サンケイビルと東急不動産の新たな協業
株式会社サンケイビルと東急不動産グループは、物流施設でのCO₂排出量削減に向けて、オンサイトとバーチャルを組み合わせた新たな電力販売契約(PPA)の取り組みを開始することを発表しました。この取り組みは、環境への配慮を強化し、再生可能エネルギーの利用促進を目指しています。
プロジェクトの目的
サンケイビルは、2026年から「SANKEILOGI仙台泉」と「SANKEILOGI鶴ヶ島」において、この新しいPPAのもと、再生可能エネルギーの活用を開始します。その目的は、物流施設の脱炭素化を進めることに加え、再生可能エネルギーの効果的な利用を図ることです。これにより、年間約1,550,000kWh相当の再エネ電力を供給し、約700,000kgのCO₂排出削減が期待されています。
プロジェクトの背景
サンケイビルは、環境方針のもとで物流施設での再生可能エネルギーの導入を進めており、屋根上に太陽光発電設備を設置するなどして自家消費を行っています。しかし、発電量と需要量の差から余剰となる再エネ電力が生じる場合もありました。

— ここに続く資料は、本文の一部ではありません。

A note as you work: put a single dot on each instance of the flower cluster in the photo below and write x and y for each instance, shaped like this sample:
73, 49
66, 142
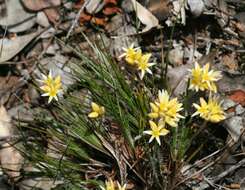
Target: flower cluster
51, 86
96, 110
135, 57
210, 111
157, 130
110, 185
166, 111
203, 79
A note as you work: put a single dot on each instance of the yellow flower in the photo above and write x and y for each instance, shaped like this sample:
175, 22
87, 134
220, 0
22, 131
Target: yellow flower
131, 54
166, 109
51, 86
157, 130
203, 79
143, 64
96, 110
119, 187
210, 111
109, 185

そこで、東急不動産とその子会社リエネが連携し、再エネルギーの普及を促進する取り組みを進めることとなりました。
新しいPPAの仕組み
今回のプロジェクトでは、サンケイビルが保有する物流施設に太陽光発電設備を設置し、そこで発電した電力を自家消費します。そして、余剰電力の環境価値をバーチャルPPAとして取引します。このプロジェクトの仕組みは、サンケイビルが提供する余剰再エネ電力の環境価値を他の拠点でも活用することができるように設計されています。
物流施設の特徴
SANKEILOGI仙台泉
この施設は地上4階建てで、延床面積は約15,185㎡あります。高効率な設備を備え、再生可能エネルギーを活用しているため、「BELS」制度で最高ランクの6つ星を獲得しています。
SANKEILOGI鶴ヶ島
鶴ヶ島の施設は、関越自動車道からアクセスが良く、延床面積約14,300㎡のBOX型物流施設です。この施設も、シングルテナントからマルチテナントまで幅広く対応できる設計となっており、多様な物流ニーズに応えます。
環境への取り組み
サンケイビルは、2040年度までにCO₂排出量を50%削減し、2050年までにカーボンニュートラルを目指しています。再生可能エネルギーの導入や、ZEB/ZEH認証の取得を進めており、新たな木造のオフィスビルも2026年に竣工予定です。
東急不動産の再生可能エネルギー事業
東急不動産は、リエネというブランドを使用し、全国各地で再生可能エネルギー事業を展開しています。このプロジェクトの成功を通じて、さらなる環境配慮型の取り組みを進めていく計画です。
このサンケイビルと東急不動産の取り組みは、日本の企業が再生可能エネルギーの利用を進め、持続可能な未来を目指す上での重要なステップとなることでしょう。